I'll probably vote for a hopeless dark horse candidate. Someone who I can at least support and look at myself in the mirror.

Tuesday, March 5, 2024

Do I hear another bid?

Am now reading Sotheby's: Bidding for Class, by Robert Lacey. It's about Sotheby's, as you might have guessed. Lacey's first chapter is an extended vignette on the auction of Jacqueline Kennedy Onassis's estate soon after she died, and provides some justification for the adage that truth is stranger than fiction.

After that Lacey backtracks to deep background, the auction house's founding in London during the eighteenth century and the history that followed. They've always been in competition with Christies, but both sides have had to remain dignified in public. During the early years Christies specialized in art and Sotheby's in books, but it was inevitable that the two would start to step on each other's toes.
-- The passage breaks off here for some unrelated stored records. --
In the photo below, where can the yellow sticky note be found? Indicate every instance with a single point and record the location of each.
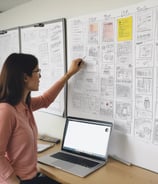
(124, 28)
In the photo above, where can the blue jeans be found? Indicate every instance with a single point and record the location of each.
(39, 179)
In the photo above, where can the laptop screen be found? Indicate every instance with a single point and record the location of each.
(87, 137)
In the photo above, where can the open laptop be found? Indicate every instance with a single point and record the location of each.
(84, 147)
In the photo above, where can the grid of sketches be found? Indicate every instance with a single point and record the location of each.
(119, 81)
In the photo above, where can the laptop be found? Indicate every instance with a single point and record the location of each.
(84, 147)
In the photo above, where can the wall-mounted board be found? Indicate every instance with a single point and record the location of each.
(119, 81)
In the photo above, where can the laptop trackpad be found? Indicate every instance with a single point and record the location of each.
(62, 164)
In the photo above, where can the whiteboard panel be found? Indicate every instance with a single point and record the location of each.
(47, 42)
(9, 43)
(119, 80)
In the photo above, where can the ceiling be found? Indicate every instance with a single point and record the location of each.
(8, 4)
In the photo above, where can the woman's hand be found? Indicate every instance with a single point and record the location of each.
(13, 180)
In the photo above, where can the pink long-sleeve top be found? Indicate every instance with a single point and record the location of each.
(18, 136)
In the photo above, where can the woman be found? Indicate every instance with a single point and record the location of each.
(18, 132)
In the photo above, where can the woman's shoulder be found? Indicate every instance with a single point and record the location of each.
(6, 107)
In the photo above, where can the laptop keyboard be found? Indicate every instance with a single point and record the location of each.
(75, 159)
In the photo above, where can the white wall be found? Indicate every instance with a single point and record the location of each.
(44, 10)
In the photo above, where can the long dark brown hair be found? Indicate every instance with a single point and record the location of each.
(12, 77)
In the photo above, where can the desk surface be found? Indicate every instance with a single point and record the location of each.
(113, 172)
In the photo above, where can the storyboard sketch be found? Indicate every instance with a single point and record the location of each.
(9, 43)
(47, 42)
(119, 79)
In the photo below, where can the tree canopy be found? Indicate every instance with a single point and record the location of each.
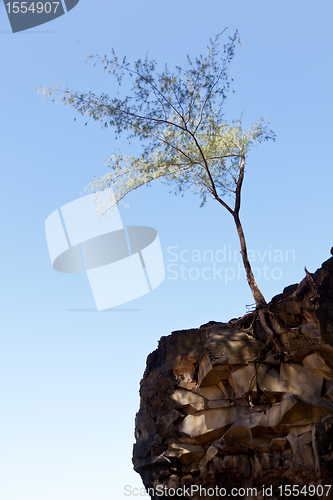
(178, 118)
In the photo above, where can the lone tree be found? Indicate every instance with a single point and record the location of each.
(186, 142)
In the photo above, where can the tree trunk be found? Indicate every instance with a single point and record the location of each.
(257, 295)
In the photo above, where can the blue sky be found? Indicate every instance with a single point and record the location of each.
(70, 379)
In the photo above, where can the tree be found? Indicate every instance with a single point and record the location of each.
(186, 141)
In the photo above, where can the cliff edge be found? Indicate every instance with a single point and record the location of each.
(221, 409)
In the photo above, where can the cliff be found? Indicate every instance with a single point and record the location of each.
(221, 409)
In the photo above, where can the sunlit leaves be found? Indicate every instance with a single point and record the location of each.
(178, 119)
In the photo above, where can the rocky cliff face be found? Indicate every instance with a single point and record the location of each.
(220, 409)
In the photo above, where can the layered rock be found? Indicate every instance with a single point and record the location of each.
(221, 409)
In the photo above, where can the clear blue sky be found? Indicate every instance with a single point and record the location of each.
(70, 379)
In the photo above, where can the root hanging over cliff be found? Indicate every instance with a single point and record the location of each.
(223, 407)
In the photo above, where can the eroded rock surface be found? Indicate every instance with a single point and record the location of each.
(219, 408)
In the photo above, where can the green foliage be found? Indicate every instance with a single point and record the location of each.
(178, 119)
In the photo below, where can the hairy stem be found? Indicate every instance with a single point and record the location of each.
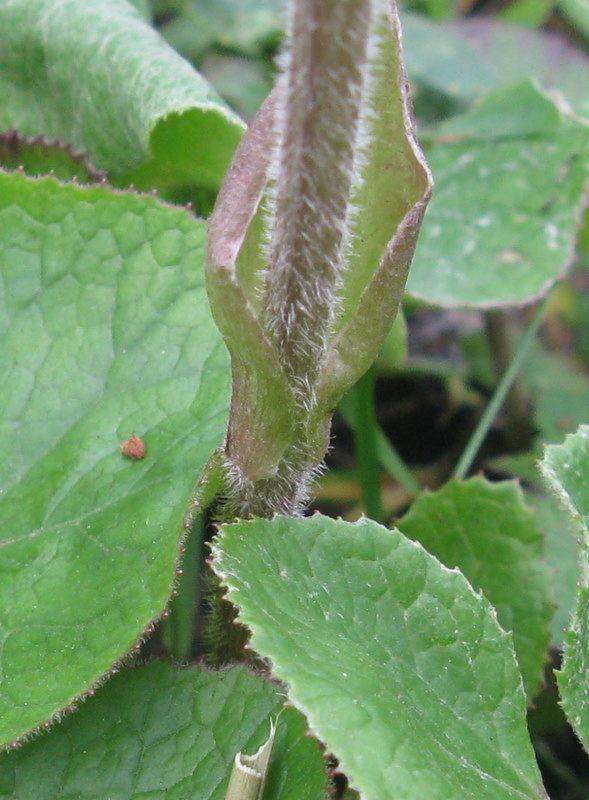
(322, 95)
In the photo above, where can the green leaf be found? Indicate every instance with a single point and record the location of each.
(246, 26)
(566, 469)
(486, 531)
(466, 57)
(40, 156)
(105, 332)
(159, 732)
(97, 76)
(527, 12)
(561, 556)
(577, 12)
(510, 191)
(399, 666)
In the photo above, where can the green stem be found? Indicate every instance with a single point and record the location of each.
(486, 420)
(366, 446)
(388, 457)
(178, 627)
(516, 408)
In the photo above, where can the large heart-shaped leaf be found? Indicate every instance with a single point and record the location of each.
(399, 666)
(510, 190)
(566, 468)
(105, 332)
(160, 732)
(485, 530)
(99, 77)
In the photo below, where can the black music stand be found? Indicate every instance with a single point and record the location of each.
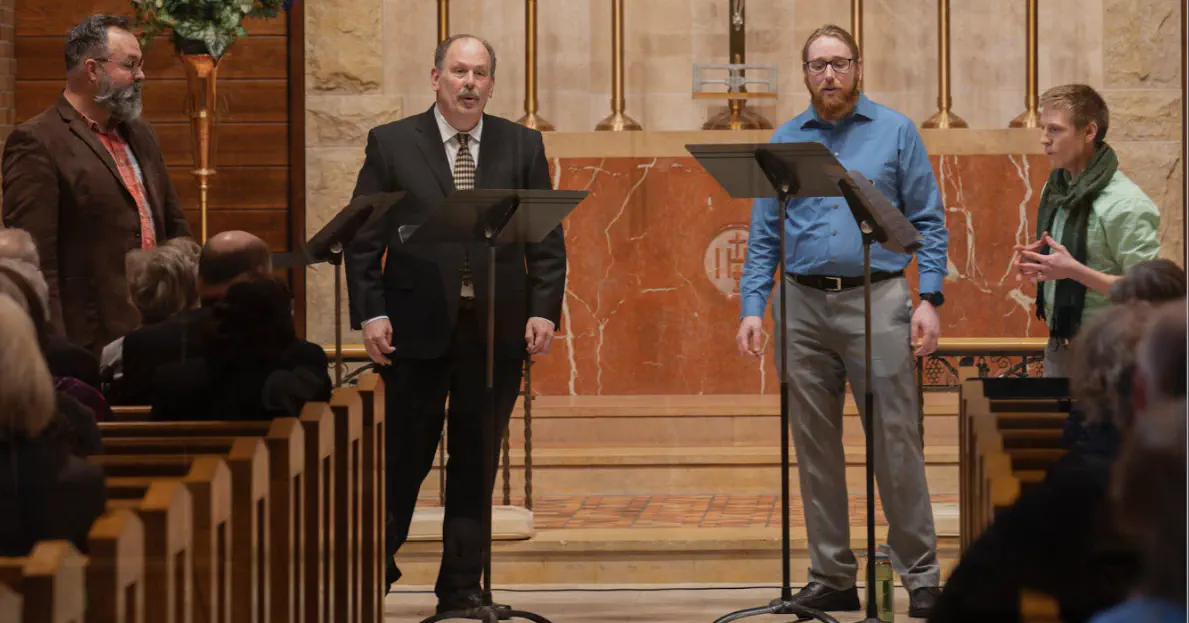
(780, 170)
(879, 221)
(327, 245)
(492, 218)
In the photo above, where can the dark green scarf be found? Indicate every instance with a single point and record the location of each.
(1077, 197)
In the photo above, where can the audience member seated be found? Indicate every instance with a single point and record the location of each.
(45, 491)
(163, 283)
(253, 365)
(65, 358)
(1149, 499)
(1155, 281)
(1058, 539)
(80, 406)
(226, 258)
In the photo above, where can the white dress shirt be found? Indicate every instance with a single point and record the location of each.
(450, 139)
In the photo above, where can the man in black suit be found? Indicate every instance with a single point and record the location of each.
(423, 310)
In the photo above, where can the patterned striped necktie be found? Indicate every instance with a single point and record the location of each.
(464, 180)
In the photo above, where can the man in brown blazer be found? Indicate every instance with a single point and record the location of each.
(87, 178)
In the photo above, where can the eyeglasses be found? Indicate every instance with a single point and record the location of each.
(131, 65)
(841, 65)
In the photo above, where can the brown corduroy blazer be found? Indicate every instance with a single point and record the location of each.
(63, 187)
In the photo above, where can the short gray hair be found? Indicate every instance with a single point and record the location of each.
(444, 46)
(163, 281)
(19, 245)
(88, 38)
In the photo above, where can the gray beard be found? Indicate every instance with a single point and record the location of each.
(123, 102)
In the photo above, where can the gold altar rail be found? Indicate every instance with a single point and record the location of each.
(945, 347)
(672, 144)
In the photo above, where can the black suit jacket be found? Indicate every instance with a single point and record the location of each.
(419, 285)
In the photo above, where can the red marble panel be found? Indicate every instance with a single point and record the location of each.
(654, 255)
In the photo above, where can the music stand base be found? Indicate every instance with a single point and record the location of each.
(779, 606)
(488, 614)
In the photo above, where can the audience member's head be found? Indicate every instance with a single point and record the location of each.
(26, 389)
(27, 288)
(230, 257)
(1155, 281)
(1149, 497)
(164, 281)
(1103, 364)
(1161, 360)
(17, 244)
(253, 320)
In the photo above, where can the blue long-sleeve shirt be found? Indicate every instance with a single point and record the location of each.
(822, 237)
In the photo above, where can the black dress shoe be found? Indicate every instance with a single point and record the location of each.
(467, 601)
(822, 597)
(922, 601)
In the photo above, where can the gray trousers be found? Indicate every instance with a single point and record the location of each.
(825, 348)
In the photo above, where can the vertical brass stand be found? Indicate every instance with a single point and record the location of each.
(201, 71)
(532, 115)
(944, 118)
(856, 23)
(442, 19)
(617, 120)
(1030, 117)
(736, 115)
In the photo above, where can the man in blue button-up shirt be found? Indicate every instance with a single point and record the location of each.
(824, 310)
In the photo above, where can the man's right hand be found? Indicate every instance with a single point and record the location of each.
(750, 337)
(378, 340)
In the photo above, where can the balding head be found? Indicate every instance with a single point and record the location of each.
(230, 257)
(17, 244)
(1161, 360)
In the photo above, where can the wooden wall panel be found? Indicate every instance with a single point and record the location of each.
(54, 18)
(259, 184)
(251, 57)
(243, 101)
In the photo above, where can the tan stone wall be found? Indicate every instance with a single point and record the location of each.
(367, 62)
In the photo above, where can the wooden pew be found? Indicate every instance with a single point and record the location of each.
(209, 483)
(348, 440)
(167, 514)
(50, 583)
(297, 452)
(373, 524)
(10, 604)
(115, 571)
(240, 564)
(1010, 433)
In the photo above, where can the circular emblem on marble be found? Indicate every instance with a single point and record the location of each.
(724, 259)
Another interesting detail is that Peter Cecil Wilson, one of their top auctioneers of the twentieth century, served in British Intelligence with none other than Ian Fleming. He often claimed to be the basis for James Bond. Weird if true, but who knows?

Sunday, March 3, 2024

Losing face

Of course I still see them, although thankfully not as many as there were before. The masked, that is. But when I see them it's in some bizarre contexts. A guy on bicycle or a woman walking onto the porch of her house, neither of them within six feet of anyone, for whatever that meant in the first place.
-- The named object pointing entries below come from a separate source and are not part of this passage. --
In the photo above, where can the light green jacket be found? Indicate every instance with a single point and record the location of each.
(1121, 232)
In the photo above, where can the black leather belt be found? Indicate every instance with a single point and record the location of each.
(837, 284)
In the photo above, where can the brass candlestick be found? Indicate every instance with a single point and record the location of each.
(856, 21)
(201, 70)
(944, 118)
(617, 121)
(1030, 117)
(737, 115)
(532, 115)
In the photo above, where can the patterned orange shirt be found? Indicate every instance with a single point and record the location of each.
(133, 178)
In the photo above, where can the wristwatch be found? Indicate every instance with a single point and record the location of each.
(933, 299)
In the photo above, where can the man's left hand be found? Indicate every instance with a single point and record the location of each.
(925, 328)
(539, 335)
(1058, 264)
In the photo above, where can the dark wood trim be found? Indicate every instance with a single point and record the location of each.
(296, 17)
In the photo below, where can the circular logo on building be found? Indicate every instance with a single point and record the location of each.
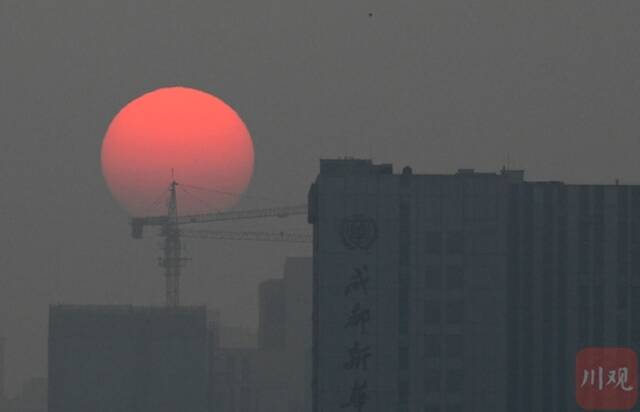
(359, 232)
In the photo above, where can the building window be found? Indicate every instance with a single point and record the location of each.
(432, 346)
(433, 277)
(455, 311)
(432, 381)
(432, 312)
(403, 358)
(454, 346)
(454, 381)
(403, 392)
(433, 243)
(432, 407)
(455, 243)
(455, 277)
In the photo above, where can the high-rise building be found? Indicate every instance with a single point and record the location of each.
(2, 371)
(470, 291)
(271, 334)
(276, 375)
(126, 358)
(298, 302)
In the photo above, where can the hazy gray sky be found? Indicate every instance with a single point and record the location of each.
(549, 86)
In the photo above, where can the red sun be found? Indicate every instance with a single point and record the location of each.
(191, 132)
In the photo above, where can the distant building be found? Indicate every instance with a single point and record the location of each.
(126, 358)
(276, 375)
(298, 300)
(271, 324)
(2, 369)
(471, 291)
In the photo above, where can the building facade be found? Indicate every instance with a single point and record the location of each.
(275, 376)
(125, 358)
(271, 313)
(470, 291)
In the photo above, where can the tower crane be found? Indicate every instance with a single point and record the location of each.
(172, 260)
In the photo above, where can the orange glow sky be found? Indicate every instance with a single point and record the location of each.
(196, 134)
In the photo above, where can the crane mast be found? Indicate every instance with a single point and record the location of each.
(172, 260)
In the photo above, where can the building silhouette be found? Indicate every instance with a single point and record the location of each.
(469, 291)
(2, 370)
(271, 324)
(127, 358)
(275, 375)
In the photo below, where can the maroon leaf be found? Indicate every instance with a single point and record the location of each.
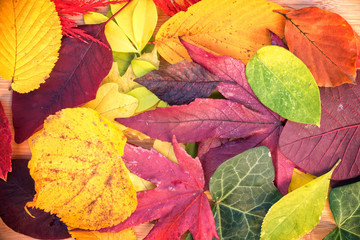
(178, 201)
(277, 41)
(14, 194)
(315, 149)
(180, 83)
(5, 145)
(171, 7)
(74, 81)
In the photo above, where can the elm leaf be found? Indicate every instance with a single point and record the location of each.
(344, 204)
(284, 84)
(243, 191)
(298, 212)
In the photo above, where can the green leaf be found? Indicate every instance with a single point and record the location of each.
(243, 191)
(283, 83)
(345, 207)
(298, 212)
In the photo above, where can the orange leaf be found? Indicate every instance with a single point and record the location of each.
(325, 42)
(225, 27)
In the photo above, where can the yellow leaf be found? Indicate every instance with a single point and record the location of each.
(299, 179)
(114, 34)
(141, 67)
(138, 21)
(30, 33)
(225, 27)
(78, 171)
(146, 98)
(111, 104)
(126, 234)
(144, 22)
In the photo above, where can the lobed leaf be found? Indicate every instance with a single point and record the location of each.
(243, 191)
(79, 175)
(14, 194)
(5, 145)
(284, 84)
(238, 29)
(325, 42)
(74, 81)
(30, 42)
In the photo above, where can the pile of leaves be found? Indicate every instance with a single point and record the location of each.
(240, 136)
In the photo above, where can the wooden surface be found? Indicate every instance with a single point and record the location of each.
(349, 9)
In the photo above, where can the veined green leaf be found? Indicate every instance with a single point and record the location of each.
(243, 191)
(283, 83)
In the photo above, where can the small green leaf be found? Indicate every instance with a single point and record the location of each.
(243, 191)
(283, 83)
(345, 207)
(298, 212)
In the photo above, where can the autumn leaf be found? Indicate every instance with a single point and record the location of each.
(79, 175)
(171, 7)
(344, 205)
(126, 234)
(298, 212)
(316, 150)
(74, 81)
(325, 42)
(14, 194)
(238, 29)
(110, 103)
(5, 145)
(180, 83)
(31, 39)
(242, 116)
(237, 215)
(284, 84)
(178, 201)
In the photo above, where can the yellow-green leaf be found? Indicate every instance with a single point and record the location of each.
(298, 212)
(78, 171)
(111, 104)
(114, 34)
(225, 27)
(30, 33)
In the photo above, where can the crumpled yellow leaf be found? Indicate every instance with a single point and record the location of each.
(30, 33)
(114, 34)
(111, 104)
(224, 27)
(138, 21)
(78, 171)
(126, 234)
(299, 178)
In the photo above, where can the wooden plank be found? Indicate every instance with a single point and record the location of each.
(349, 9)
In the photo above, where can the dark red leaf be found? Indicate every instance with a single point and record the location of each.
(5, 145)
(315, 149)
(74, 81)
(277, 41)
(171, 7)
(178, 201)
(14, 194)
(180, 83)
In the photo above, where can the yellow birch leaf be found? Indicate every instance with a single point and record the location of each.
(111, 104)
(78, 171)
(114, 34)
(144, 22)
(146, 98)
(299, 179)
(141, 67)
(126, 234)
(30, 33)
(224, 27)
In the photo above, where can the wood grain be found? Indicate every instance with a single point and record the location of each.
(349, 9)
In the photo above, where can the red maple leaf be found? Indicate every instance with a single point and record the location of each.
(178, 201)
(5, 145)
The thing is there was never any logic to it in the first place. COVID wasn't sold to people the way you convince grown-ups to do things. It was always just fear and guilt, limbic system abuse. So a few souls are just married to it now. After all, when do you stop? The very question makes you a bad person.

Friday, March 1, 2024

Riches of embarrassment

A giant pumpkinhead monster gazes into a bomb shelter filled with teenagers. It wades in. Seconds late a wave of blood rises. It looks like you didn't secure the lid on the blender while making your cranberry smoothie.
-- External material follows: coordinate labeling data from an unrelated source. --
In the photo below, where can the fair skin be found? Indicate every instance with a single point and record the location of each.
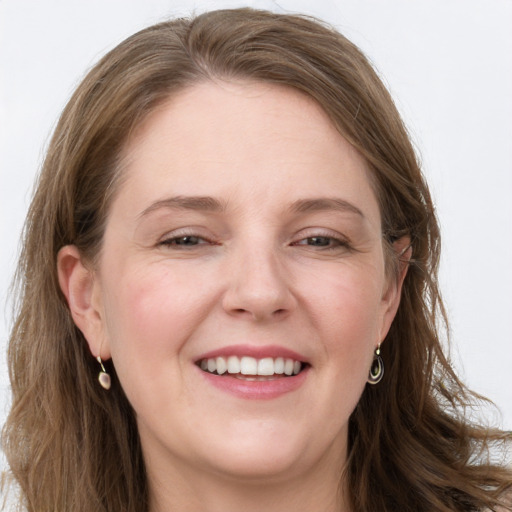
(245, 226)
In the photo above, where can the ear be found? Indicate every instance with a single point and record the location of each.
(82, 291)
(401, 253)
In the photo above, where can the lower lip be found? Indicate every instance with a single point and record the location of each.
(257, 389)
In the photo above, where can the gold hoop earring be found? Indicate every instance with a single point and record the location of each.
(377, 368)
(103, 376)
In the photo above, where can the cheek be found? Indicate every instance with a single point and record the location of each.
(150, 312)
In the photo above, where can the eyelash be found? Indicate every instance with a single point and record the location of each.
(332, 243)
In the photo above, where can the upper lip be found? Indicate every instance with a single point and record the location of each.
(256, 351)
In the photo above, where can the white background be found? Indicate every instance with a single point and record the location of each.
(448, 64)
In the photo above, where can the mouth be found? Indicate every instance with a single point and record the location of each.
(249, 368)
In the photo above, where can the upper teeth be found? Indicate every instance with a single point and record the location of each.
(251, 366)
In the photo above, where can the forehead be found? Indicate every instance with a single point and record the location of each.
(241, 139)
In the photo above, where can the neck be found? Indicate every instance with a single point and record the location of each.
(186, 489)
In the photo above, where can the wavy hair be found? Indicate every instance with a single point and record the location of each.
(69, 445)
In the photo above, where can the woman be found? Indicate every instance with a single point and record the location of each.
(232, 230)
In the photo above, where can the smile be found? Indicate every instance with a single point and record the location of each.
(246, 366)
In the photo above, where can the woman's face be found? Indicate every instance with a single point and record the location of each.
(244, 240)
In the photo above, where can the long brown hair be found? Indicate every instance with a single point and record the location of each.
(69, 445)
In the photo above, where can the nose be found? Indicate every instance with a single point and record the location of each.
(259, 286)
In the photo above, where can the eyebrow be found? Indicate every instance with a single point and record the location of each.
(200, 203)
(324, 204)
(210, 204)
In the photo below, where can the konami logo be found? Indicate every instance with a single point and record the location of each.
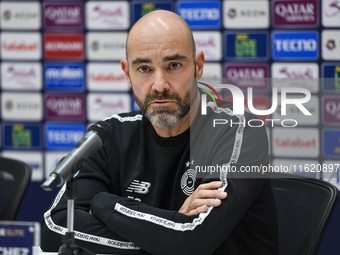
(106, 77)
(20, 46)
(64, 46)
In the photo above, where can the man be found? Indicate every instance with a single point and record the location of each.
(140, 193)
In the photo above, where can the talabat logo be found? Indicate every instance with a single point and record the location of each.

This is Dark Harvest, which I remember being a pretty good book by Norman Partridge. The movie is filled with baffling dialogue, incompetent fights, and yes, moronic CGI gore. Best things to say about it are that it's relatively brief and good for unintentional laughs, except for those unfortunate times when it's trying to be funny.

I only just caught up on the news that the Coen Brothers are not only getting the band back together but working on a horror movie. Good news, because after tonight I'm convinced that the genre could use whatever they have to bring to it.